Steps in a data analysis
- Define the question
- Define the ideal data set
- Determine what data you can access
- Obtain the data
- Clean the data
- Exploratory data analysis
- Statistical prediction/modeling
- Interpret results
- Challenge results
- Synthesize/write up results
- Create reproducible code
You will have either a surplus or insufficient information in order to solve your problems. Defining a question as narrowly as possible will help to reduce the noise in solving your problem.
e.g.,
Start with a general question: Can I automatically detect e-mails that are spam or not?
Make it concrete: Can I use quantitative characteristics of the emails to classify them as spam?
Defining the ideal data set
- descriptive - a whole population
- exploratory - a random sample with many variables measured
- inferential - the right population, randomly sampled
- predictive - a training and test data set from the same population
- causal - data from a randomized study
- mechanistic - data about all components of the system
Determine what data you can access
- Sometimes you can find free data on the web
- Other times you may need to buy the data
- Be sure to respect Terms of Use
- If the data doesn't exist, you may need to generate it yourself
Obtain the data
- Try to obtain the raw data
- Be sure to reference the source
- Polite emails go a long way
- If you load the data from an internet source, record the URL and time accessed
Clean the data
- Raw data often needs to be processed
- If it is pre-processed, make sure you understand how
- Understand the source of the data (census sample, convenience sample, etc.)
- May need reformatting, subsampling - record those steps
- Determine if the data are good enough - if not, quit or change data
Subsampling our data set
- We need to generate a test set and a training set (prediction)
Exploratory data analysis
- Look at summaries of the data
- Check for missing data
- Create exploratory plots
- Perform exploratory analyses (e.g., clustering)

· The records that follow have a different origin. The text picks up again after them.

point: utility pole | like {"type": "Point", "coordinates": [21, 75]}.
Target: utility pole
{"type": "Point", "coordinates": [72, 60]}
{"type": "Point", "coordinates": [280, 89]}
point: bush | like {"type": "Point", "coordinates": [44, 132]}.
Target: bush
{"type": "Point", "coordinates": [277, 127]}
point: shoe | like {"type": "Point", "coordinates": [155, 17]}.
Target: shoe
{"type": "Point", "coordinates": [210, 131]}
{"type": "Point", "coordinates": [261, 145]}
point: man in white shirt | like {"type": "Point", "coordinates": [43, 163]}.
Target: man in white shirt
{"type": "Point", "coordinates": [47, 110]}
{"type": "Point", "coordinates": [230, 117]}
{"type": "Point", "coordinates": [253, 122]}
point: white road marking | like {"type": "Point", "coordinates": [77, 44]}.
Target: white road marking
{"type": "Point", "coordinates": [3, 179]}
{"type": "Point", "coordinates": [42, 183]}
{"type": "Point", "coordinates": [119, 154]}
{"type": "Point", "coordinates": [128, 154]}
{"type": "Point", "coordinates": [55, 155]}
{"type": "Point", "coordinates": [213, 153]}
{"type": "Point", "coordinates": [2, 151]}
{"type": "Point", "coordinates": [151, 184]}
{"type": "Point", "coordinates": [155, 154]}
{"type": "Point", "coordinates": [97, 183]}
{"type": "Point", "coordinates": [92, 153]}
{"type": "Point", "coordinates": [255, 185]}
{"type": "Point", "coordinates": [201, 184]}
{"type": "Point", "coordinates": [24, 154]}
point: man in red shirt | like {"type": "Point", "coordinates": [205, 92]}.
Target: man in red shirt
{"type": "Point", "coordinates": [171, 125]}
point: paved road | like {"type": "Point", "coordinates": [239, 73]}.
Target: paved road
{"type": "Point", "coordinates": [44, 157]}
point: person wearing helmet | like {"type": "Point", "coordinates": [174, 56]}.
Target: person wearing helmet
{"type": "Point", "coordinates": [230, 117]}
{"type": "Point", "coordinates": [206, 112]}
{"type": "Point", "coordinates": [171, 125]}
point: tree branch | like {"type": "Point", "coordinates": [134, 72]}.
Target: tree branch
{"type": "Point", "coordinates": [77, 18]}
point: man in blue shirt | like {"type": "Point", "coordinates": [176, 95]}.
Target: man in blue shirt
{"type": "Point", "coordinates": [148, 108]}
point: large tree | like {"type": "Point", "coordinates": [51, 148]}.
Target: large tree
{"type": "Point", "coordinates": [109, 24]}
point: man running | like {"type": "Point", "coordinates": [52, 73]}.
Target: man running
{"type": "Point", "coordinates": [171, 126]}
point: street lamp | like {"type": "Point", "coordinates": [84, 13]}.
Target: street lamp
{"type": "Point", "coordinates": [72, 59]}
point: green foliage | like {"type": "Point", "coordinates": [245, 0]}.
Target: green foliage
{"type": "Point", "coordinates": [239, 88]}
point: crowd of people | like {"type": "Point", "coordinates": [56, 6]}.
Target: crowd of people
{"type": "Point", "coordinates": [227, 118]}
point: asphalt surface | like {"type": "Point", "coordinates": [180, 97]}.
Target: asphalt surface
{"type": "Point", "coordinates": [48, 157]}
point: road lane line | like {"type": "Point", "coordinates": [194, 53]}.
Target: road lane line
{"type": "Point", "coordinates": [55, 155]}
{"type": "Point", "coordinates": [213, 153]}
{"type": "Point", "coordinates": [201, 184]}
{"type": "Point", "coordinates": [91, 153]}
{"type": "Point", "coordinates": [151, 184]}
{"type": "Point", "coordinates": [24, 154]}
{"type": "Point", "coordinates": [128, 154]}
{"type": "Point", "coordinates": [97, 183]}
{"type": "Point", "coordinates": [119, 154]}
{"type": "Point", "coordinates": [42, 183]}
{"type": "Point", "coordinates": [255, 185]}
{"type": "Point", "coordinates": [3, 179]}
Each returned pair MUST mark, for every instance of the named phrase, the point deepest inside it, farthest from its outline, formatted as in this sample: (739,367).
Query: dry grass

Statistical prediction/modeling
- should be informed by the results of your exploratory analysis
- exact methods depend on the question of interest
- transformations/processing should be accounted for when necessary
- measures of uncertainty should be reported
Interpret results
- Use the appropriate language (describes, correlates with/associated with, leads to/causes, predicts)
- Give an explanation
- Interpret coefficients
- Interpret measures of uncertainty
Challenge results
- Challenge all steps: question, data source, processing, analysis, conclusions
- Challenge measures of uncertainty
- Challenge choices of terms to include in models
- Think of potential alternative analyses
Synthesize/write-up results
- Lead with the question
- Summarize the analyses into the story
- Don't include every analysis; include it if it is needed for the story or to address a challenge
- Order analyses according to the story, rather than chronologically
- Include "pretty" figures that contribute to the story
Lastly, create reproducible code using Markdown, knitr, Rstudio. It will make the evidence for your conclusions much more powerful.